Nowadays, we have a few production pipelines to choose from and one of these is TensorFlow Extended (TFX) system. TFX supports TensorFlow functions and models (largely the neural networks) and TensorFlow itself supports calculations over graph structure. It works well with the implementation of the neural network models but the implementation of the memory-based algorithms as k-NN is not straightforward. The additional layer of complexity comes with the session implementation within the k-NN and the item map, used for the recommendation.

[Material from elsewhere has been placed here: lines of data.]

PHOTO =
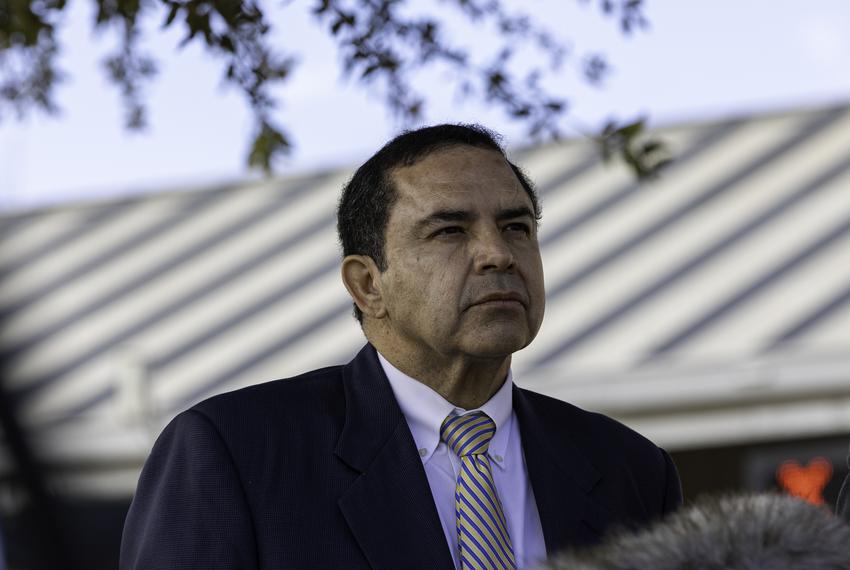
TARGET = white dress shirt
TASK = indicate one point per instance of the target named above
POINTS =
(424, 409)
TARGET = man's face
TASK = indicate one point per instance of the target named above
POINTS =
(464, 275)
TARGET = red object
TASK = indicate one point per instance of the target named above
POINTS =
(807, 482)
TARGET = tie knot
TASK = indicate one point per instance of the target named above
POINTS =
(469, 434)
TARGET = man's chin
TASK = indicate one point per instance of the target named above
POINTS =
(497, 344)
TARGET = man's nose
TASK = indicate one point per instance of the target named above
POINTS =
(492, 253)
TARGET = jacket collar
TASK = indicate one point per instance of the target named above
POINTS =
(389, 507)
(561, 477)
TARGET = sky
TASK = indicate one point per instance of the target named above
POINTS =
(697, 61)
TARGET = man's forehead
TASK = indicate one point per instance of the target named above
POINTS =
(459, 173)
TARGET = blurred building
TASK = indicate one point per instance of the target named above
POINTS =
(709, 310)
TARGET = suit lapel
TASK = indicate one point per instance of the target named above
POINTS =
(562, 480)
(389, 507)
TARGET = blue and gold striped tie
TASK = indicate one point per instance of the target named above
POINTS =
(482, 532)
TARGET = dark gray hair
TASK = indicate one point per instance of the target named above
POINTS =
(367, 199)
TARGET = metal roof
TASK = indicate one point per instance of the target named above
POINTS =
(739, 253)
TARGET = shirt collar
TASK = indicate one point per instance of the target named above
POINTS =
(425, 409)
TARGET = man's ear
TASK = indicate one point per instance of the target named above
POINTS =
(361, 277)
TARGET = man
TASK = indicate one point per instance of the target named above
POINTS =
(379, 463)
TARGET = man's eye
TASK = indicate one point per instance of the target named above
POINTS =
(518, 227)
(448, 230)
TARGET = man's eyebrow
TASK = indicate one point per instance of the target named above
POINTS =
(515, 213)
(464, 216)
(445, 216)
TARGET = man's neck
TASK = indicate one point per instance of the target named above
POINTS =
(464, 381)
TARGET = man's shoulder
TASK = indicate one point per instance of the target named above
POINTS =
(305, 393)
(586, 428)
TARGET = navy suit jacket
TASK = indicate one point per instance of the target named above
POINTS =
(321, 471)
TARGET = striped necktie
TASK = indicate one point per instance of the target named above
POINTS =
(482, 532)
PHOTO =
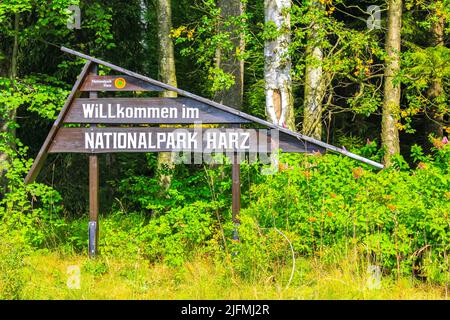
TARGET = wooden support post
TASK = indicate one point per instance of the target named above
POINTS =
(93, 191)
(93, 205)
(236, 188)
(236, 194)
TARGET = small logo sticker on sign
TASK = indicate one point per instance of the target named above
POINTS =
(120, 83)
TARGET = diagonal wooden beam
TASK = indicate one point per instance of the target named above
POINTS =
(225, 108)
(42, 155)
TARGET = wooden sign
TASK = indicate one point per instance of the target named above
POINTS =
(151, 139)
(147, 110)
(188, 109)
(116, 83)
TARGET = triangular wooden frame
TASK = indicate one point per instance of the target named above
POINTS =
(39, 161)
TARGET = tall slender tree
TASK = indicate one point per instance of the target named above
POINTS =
(167, 75)
(10, 115)
(434, 123)
(314, 80)
(277, 68)
(229, 61)
(392, 90)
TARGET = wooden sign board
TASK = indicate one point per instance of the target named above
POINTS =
(116, 83)
(155, 139)
(147, 110)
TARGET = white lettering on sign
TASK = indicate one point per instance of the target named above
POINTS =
(116, 111)
(216, 140)
(178, 140)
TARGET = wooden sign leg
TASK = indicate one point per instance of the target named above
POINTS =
(236, 193)
(93, 190)
(93, 205)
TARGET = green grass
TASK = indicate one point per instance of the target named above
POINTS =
(44, 276)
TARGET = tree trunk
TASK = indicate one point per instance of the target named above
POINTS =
(278, 83)
(392, 92)
(11, 114)
(434, 123)
(314, 83)
(229, 62)
(167, 75)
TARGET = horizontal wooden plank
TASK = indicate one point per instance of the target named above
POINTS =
(147, 111)
(117, 83)
(155, 139)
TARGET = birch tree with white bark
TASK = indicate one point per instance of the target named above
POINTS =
(277, 68)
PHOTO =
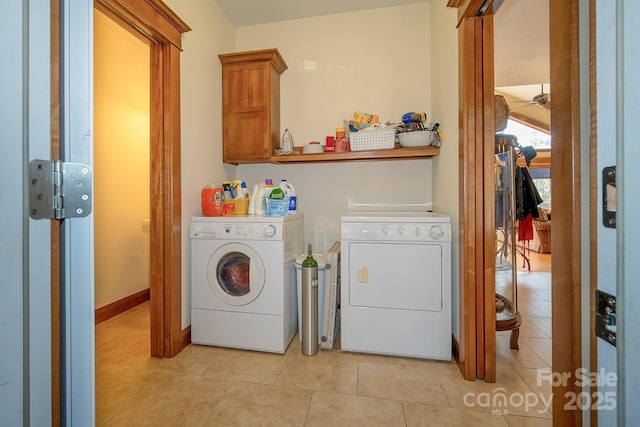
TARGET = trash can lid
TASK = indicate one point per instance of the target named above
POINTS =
(320, 259)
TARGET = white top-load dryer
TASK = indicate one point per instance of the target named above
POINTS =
(396, 284)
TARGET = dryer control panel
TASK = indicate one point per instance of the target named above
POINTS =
(392, 231)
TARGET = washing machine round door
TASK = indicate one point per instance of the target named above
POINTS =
(236, 274)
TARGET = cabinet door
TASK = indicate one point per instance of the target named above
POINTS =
(246, 112)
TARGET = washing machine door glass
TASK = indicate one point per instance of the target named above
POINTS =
(236, 274)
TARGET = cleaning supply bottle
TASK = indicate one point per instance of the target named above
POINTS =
(260, 207)
(309, 305)
(287, 142)
(268, 186)
(253, 198)
(244, 193)
(290, 192)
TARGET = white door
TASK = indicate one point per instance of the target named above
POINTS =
(618, 107)
(25, 314)
(628, 232)
(25, 340)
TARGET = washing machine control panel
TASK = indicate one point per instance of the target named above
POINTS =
(237, 231)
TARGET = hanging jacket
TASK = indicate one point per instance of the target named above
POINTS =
(527, 196)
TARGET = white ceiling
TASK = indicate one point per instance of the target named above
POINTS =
(252, 12)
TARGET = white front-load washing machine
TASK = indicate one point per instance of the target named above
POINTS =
(242, 280)
(396, 284)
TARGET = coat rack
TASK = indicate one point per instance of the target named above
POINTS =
(508, 317)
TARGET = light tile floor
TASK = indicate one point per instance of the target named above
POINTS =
(211, 386)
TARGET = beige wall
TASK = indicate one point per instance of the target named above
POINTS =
(121, 162)
(201, 114)
(376, 61)
(444, 98)
(385, 61)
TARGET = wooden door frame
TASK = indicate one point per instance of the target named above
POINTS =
(155, 24)
(566, 237)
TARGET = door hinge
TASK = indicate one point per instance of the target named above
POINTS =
(59, 189)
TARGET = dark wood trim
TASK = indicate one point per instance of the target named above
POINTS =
(157, 209)
(150, 18)
(154, 21)
(487, 356)
(186, 336)
(122, 305)
(173, 201)
(566, 236)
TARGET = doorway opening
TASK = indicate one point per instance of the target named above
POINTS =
(521, 80)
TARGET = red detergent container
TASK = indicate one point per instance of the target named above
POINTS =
(212, 200)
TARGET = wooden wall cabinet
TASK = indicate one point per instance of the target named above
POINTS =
(251, 105)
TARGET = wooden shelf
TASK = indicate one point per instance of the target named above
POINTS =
(350, 156)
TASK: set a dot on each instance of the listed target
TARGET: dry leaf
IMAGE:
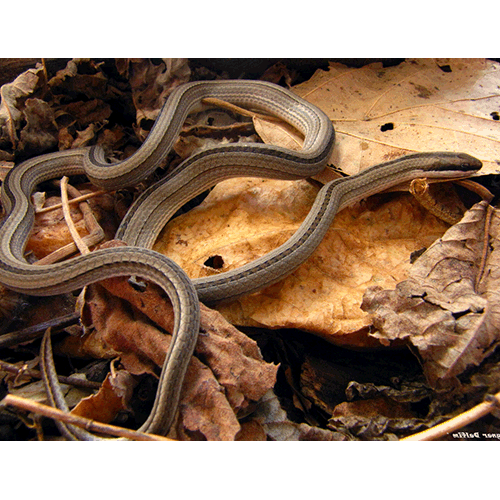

The development of the memory-based model within TensorFlow is complex. The converted model can be huge because it stores sessions and items within the memory. Why to bother in this case? The first reason is to have a reference for the neural networks, the second reason is that in our study, k-NN based model performance was very close to the fine-tuned neural network architectures and at the same time model has a less number of parameters. The last reason is the volume of data: not all models based on the neural network architectures are well trained and the important factor is data volume. For the relatively smaller volume of sessions, it is better to use simple models to prevent overfitting.
In this presentation, we will show the Sk-NN model implementation in TensorFlow and TensorFlow Extended, compare the Sk-NN model to the neural networks with the processing time vs session set size and with the MRR vs session set size.
Poster 40: Metric Learning for Session-based Recommendations
Szymon Zaborowski (Sales Intelligence Sp. z o.o.), Bartłomiej Twardowski (Warsaw University of Technology), Paweł Zawistowski (Warsaw University of Technology)
Session-based recommenders, used for making predictions out of users' uninterrupted sequences of actions, are attractive for many applications. Here, for this task we propose using metric learning, where a common embedding space for sessions and items is created, and distance measures dissimilarity between the provided sequence of users' events and the next action. We discuss and compare metric learning approaches to commonly used learning-to-rank methods, where some synergies exist. We propose a simple architecture for problem analysis and demonstrate that neither extensively big nor deep architectures are necessary in order to outperform existing methods.